The US police is a very weird anomaly in the world, the hiring standards and educational requirements are below anything most other countries consider acceptable while the budgets are higher than anywhere else as well while producing the worst outcomes of most other police forces.
Debt is pretty much never collected by a police force but usually by banks (or what ever other institution gave out that loan). Most of these relations are not maintained by cops or military since working class people lack a unified front to combat anything (France is the only place where that has even remotely shifted in recent years). So maintaining anything by cops hasn’t even been necessary for like the last 50 years at least. If workers had any unified front that may change.
Also the only country that does imperialism with their army in modern times in Russia, the US, China, France etc all do their imperialism by investments making another country dependant on them and then exporting their resources.
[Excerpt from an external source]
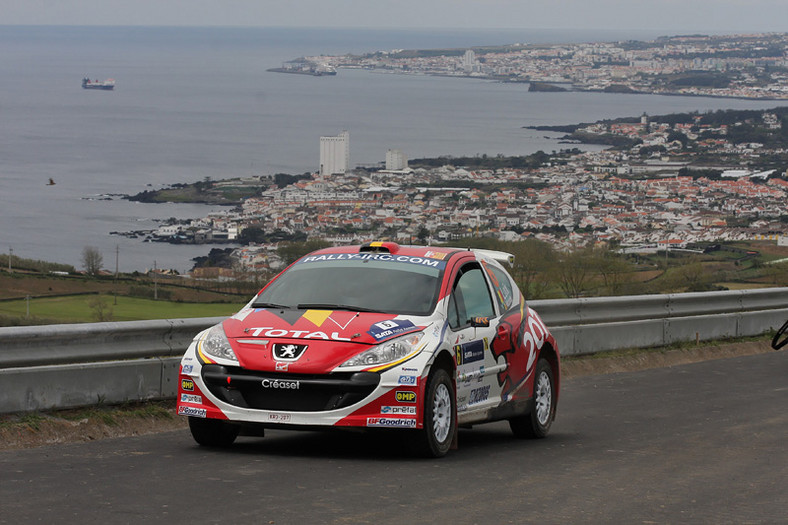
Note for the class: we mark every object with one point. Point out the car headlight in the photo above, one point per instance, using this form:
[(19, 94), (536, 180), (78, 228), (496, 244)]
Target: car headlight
[(388, 352), (215, 344)]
Crypto was always a speculative asset. It has been used effectively as a stock market with no regulations the moment it contained any considerable amount of capital. At no point in time did it have a shot at replacing the current monetary system.
Force may have been a method to maintain the capitalist system once but in modern times it’s division and complacency.
Though I don’t agree that you need an army to enforce the current market system as the current system seems quite capable of being perpetuated by capitalists themselves.
Great, then that means cops are unimportant and don’t need to enforce the sanctity of capitalist property, right?
In 99.9% of cases yea we as a society have ended up enforcing it unfortunately. Gotta win over hearts and minds to change that and if most people can be convinced to change I’m sure there will be a bigger threat of violence and probably more than a threat but if enough people back changing from the capitalist system it won’t matter, cops will never outnumber the working class. If only the working class learned to work together (and also stop putting dictators in charge who fuck over the working class).